Here’s a tip for buying clothes at second hand shops. Always check the clothing labels to see how worn the garment is before purchasing. Also, we find clothes can be cheap at garage sales during the summer – and especially at sales where people are moving overseas. – E. Loo.
Instead of throwing out the root end of the celery, place it in a jar of water. In no time, roots will develop and it can be planted in the garden for lots of free celery. – Faye, Auckland.
I only buy the cheapest flannelette sheets, and they can be prone to pilling/fluffing. I put them – while still in their plastic wrappers – into the freezer for at least 24 hours, then wash as usual. They wear evenly, with no pilling, and are lovely and warm. It works with kids’ flannelette pyjamas too! – Karen, Palmerston North
When the price of milk escalated a few years ago I had 2 kids (now 3) who all loved milk – as a drink, hot chocolates, in cereals and in baking. So it was becoming VERY expensive to buy fresh milk at the rate we were consuming it. In my own childhood – I was born and bred in Sydney and was the 8th child out an 11 child family – we used and drank powdered milk mostly. The fresh milk was delivered at night but by the morning it was normally all gone. My memories of powdered milk were quite bad – mostly due to lots of lumps, which made it most unpleasant to drink. So I decided I would try out powdered milk here in Auckland and see if it was something I could use to reduce our fresh milk costs. Well I was so surprised, as the powder seemed to melt into the water and mixed up beautifully – with no lumps at all! I even did a ‘taste test’ of a cup of fresh milk vs a cup of made up milk with my son, who loves milk, and he chose the powdered milk cup as being the fresh milk. So since then I have used powdered milk in all my cooking bar one – my cups of tea. I have found the taste is noticeably different in a cup of tea. So now I buy a 1 litre that I keep for cups of tea only, and for the rest, I use made-up milk. Apart from the massive cost savings I am making, I find that having powdered milk in a container ready to go means I am never having to rush out and ‘get milk’ or ask my husband to pick up milk on the way home from work. Just before I retire for the night I quickly mix together a jug of milk and put it in the fridge for the next morning’s breakfast round and it is delicious. – Margaret, Auckland
Many thanks to those who rose to the challenge and offered Annette from New Plymouth some advice to her problem, “Have you any ideas what takes ball point pen off wall paper?” (small child drawing!)

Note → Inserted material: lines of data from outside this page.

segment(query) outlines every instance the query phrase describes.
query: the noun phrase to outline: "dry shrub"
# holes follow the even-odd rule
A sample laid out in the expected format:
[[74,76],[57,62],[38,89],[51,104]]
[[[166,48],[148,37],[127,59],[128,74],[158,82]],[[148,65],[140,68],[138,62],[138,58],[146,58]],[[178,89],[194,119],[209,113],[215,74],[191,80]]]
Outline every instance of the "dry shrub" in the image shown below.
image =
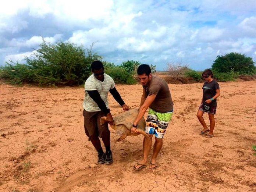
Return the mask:
[[243,81],[253,81],[256,79],[256,75],[241,75],[238,77],[239,79]]
[[191,77],[178,77],[175,78],[171,75],[166,75],[162,77],[167,83],[189,84],[198,82]]
[[180,81],[184,78],[185,73],[189,70],[188,65],[182,64],[181,62],[176,64],[171,62],[167,63],[167,74],[175,81]]

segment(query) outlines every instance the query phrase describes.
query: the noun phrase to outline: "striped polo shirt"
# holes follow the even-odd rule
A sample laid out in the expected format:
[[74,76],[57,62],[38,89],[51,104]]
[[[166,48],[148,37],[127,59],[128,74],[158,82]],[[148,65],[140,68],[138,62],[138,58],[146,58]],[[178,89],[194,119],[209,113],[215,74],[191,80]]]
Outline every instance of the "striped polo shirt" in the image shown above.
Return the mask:
[[85,81],[85,95],[83,102],[83,107],[87,111],[99,111],[101,110],[97,104],[89,96],[86,91],[88,90],[97,90],[100,97],[105,102],[107,108],[109,108],[107,96],[109,90],[115,87],[115,82],[110,76],[106,73],[104,75],[104,81],[103,82],[97,79],[93,74]]

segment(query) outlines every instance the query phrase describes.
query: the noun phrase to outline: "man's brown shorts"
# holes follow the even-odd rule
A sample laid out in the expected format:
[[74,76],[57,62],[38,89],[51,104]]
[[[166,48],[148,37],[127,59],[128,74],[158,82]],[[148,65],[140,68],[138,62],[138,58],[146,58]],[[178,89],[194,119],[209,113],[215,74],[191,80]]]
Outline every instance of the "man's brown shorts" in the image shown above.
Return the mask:
[[110,136],[107,123],[102,125],[100,123],[100,118],[106,116],[102,111],[90,112],[84,109],[83,115],[85,131],[89,141],[96,140],[99,136],[101,138],[103,135],[107,137]]

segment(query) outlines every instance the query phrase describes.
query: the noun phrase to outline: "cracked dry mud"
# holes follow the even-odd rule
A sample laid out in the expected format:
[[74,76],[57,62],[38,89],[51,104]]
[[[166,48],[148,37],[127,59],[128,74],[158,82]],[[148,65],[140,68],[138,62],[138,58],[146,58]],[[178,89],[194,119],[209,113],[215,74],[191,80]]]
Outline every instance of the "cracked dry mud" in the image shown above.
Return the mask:
[[[202,83],[169,85],[174,112],[159,167],[136,172],[141,135],[117,143],[111,139],[113,163],[95,164],[97,153],[83,128],[83,88],[2,83],[0,191],[255,191],[256,82],[220,85],[211,139],[199,135],[196,116]],[[138,107],[141,85],[116,87],[128,106]],[[112,114],[121,112],[109,98]]]

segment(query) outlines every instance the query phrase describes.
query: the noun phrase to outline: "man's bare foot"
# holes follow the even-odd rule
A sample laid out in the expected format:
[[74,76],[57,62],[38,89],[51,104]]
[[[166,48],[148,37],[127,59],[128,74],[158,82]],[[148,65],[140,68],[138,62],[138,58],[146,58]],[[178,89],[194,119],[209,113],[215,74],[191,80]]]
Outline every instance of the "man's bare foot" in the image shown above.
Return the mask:
[[208,133],[208,132],[210,132],[210,130],[209,129],[204,129],[202,131],[201,131],[201,132],[200,132],[200,135],[205,135],[206,133]]
[[150,162],[150,164],[149,166],[149,168],[150,169],[154,169],[157,167],[157,164],[155,160],[151,160],[151,162]]
[[[137,169],[141,169],[141,167],[142,166],[144,166],[146,165],[146,163],[147,162],[144,162],[144,161],[140,161],[139,163],[136,163],[136,164],[135,164],[134,166],[134,168],[137,170]],[[145,166],[146,167],[146,166]]]

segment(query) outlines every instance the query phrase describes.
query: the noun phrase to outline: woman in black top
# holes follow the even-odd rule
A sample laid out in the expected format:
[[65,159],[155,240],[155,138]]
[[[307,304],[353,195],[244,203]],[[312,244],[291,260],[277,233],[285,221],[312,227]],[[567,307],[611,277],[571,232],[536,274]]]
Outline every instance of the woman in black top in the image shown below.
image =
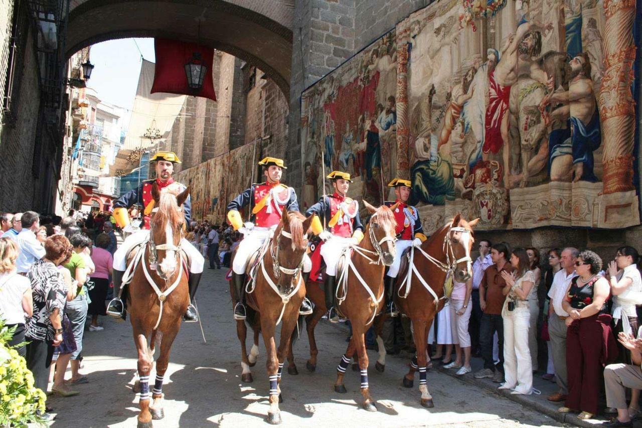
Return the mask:
[[566,321],[568,395],[566,406],[559,411],[582,411],[580,419],[590,419],[597,413],[605,363],[617,355],[608,305],[611,287],[598,273],[602,266],[602,259],[593,251],[580,253],[575,262],[578,276],[573,278],[562,303],[569,314]]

Steph from Tauranga suggested, “To get ball point pen off walls, spray hair spray onto it then wipe off – works every time!”
KS from Morrinsville wrote, “Try using white toothpaste and very gently rub on the ball point pen stain.”
PB from Auckland said, “To get ballpoint ink off of anything try sponging with white spirits, working from the outside in. If white spirits are unavailable, meths will do the job also, but strain through a slice of bread to remove the colour, or you may have a problem with another stain.”
Mike has this suggestion. “Use a spray can of WD40 to dissolve and remove the ball-point ink. sparingly. Only use enough to get a result; do not flood the liquid onto the stain. Good Luck!”